For positive action to be lawful, employers must reasonably think that one of the statutory conditions is met, such as disadvantage, needs or low participation. How can employers illustrate this? According to the EHRC Employment Statutory Code of Practice (EHRC Code), “some indication or evidence will be required” but “it does not, however, need to be sophisticated statistical data or research”. It may simply involve reviewing the profiles of their workforce or making enquiries with other comparable employers in the local area or sector. It may even be a decision based on qualitative evidence such as consultation with workers and trade unions. 

Although “disadvantage” is not defined in the EqA 2010 the EHRC Code states it could include “exclusion, rejection, lack of opportunity, lack of choice and barriers to accessing employment opportunities”. In terms of “needs”, they are not required to be unique to those with that characteristic but may be different “because, disproportionately, compared to the needs of other groups, they are not being met or the need is of particular importance to that group”. Low participation may or may not be disproportionate.
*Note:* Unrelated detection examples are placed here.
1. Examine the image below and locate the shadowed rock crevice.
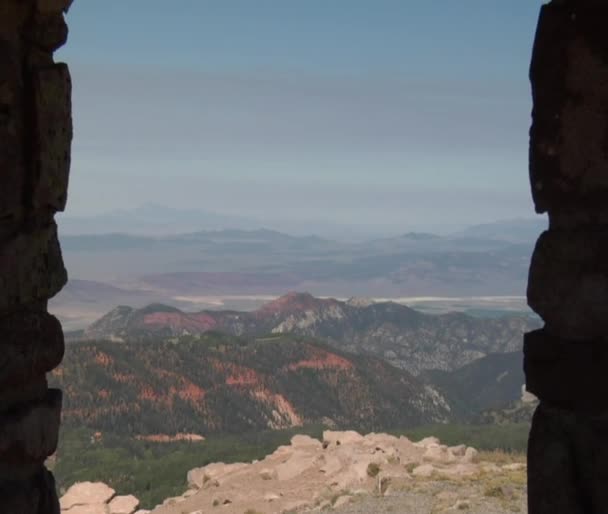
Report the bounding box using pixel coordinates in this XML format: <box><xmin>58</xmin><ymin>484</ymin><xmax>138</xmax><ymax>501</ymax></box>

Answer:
<box><xmin>524</xmin><ymin>0</ymin><xmax>608</xmax><ymax>514</ymax></box>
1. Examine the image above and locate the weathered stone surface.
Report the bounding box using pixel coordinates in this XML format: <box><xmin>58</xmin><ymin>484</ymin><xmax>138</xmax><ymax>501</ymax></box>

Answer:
<box><xmin>108</xmin><ymin>494</ymin><xmax>139</xmax><ymax>514</ymax></box>
<box><xmin>323</xmin><ymin>430</ymin><xmax>363</xmax><ymax>445</ymax></box>
<box><xmin>0</xmin><ymin>389</ymin><xmax>61</xmax><ymax>463</ymax></box>
<box><xmin>528</xmin><ymin>404</ymin><xmax>608</xmax><ymax>514</ymax></box>
<box><xmin>36</xmin><ymin>0</ymin><xmax>74</xmax><ymax>14</ymax></box>
<box><xmin>28</xmin><ymin>12</ymin><xmax>68</xmax><ymax>52</ymax></box>
<box><xmin>530</xmin><ymin>2</ymin><xmax>608</xmax><ymax>212</ymax></box>
<box><xmin>60</xmin><ymin>482</ymin><xmax>116</xmax><ymax>511</ymax></box>
<box><xmin>0</xmin><ymin>223</ymin><xmax>67</xmax><ymax>311</ymax></box>
<box><xmin>0</xmin><ymin>310</ymin><xmax>65</xmax><ymax>388</ymax></box>
<box><xmin>0</xmin><ymin>37</ymin><xmax>25</xmax><ymax>220</ymax></box>
<box><xmin>528</xmin><ymin>230</ymin><xmax>608</xmax><ymax>340</ymax></box>
<box><xmin>524</xmin><ymin>329</ymin><xmax>608</xmax><ymax>413</ymax></box>
<box><xmin>0</xmin><ymin>375</ymin><xmax>48</xmax><ymax>416</ymax></box>
<box><xmin>0</xmin><ymin>470</ymin><xmax>59</xmax><ymax>514</ymax></box>
<box><xmin>33</xmin><ymin>64</ymin><xmax>72</xmax><ymax>211</ymax></box>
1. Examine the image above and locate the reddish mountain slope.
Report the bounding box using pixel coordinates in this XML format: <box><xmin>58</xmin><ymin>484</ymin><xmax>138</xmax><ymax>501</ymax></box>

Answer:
<box><xmin>78</xmin><ymin>293</ymin><xmax>539</xmax><ymax>374</ymax></box>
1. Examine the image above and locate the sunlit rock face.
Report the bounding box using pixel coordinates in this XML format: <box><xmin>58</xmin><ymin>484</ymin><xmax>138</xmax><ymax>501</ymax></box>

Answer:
<box><xmin>524</xmin><ymin>0</ymin><xmax>608</xmax><ymax>514</ymax></box>
<box><xmin>0</xmin><ymin>0</ymin><xmax>72</xmax><ymax>508</ymax></box>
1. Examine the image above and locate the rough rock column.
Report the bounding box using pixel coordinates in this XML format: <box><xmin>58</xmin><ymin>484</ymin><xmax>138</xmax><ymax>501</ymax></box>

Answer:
<box><xmin>524</xmin><ymin>0</ymin><xmax>608</xmax><ymax>514</ymax></box>
<box><xmin>0</xmin><ymin>0</ymin><xmax>72</xmax><ymax>514</ymax></box>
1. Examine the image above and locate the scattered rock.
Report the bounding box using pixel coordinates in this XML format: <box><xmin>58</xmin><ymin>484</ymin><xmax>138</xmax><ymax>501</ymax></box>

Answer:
<box><xmin>448</xmin><ymin>444</ymin><xmax>467</xmax><ymax>457</ymax></box>
<box><xmin>323</xmin><ymin>430</ymin><xmax>364</xmax><ymax>445</ymax></box>
<box><xmin>502</xmin><ymin>462</ymin><xmax>526</xmax><ymax>471</ymax></box>
<box><xmin>71</xmin><ymin>431</ymin><xmax>525</xmax><ymax>514</ymax></box>
<box><xmin>414</xmin><ymin>437</ymin><xmax>439</xmax><ymax>448</ymax></box>
<box><xmin>412</xmin><ymin>464</ymin><xmax>435</xmax><ymax>478</ymax></box>
<box><xmin>291</xmin><ymin>435</ymin><xmax>323</xmax><ymax>449</ymax></box>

According to the EHRC Code, “the employer will need to have some reliable indication or evidence that participation is low compared with that of other groups or compared with the level of participation that could reasonably be expected for people from that protected group”.  

New diverse working culture post-COVID-19 

For businesses to stand out and gain competitive advantage over the competition in the aftermath of COVID-19, diversity will become an even more important tool and positive action can help employers achieve the desired level of diversity. To avoid falling into the trap of unlawful positive discrimination, employers will need to consider the appropriate provisions of the EqA 2010 (whether under section 159 for recruitment and promotion, or otherwise under section 158), make sure the requirements are met in terms of identifiable evidence, and properly maintain records after the event so that decisions taken can be explained with appropriate evidence. There is another angle to the diversity debate in the form of mandatory ethnicity pay gap reporting that is currently being debated in Parliament after a petition calling for its introduction passed 100,000 signatures. If enacted, it will further focus the minds of employers on the issue of diversity.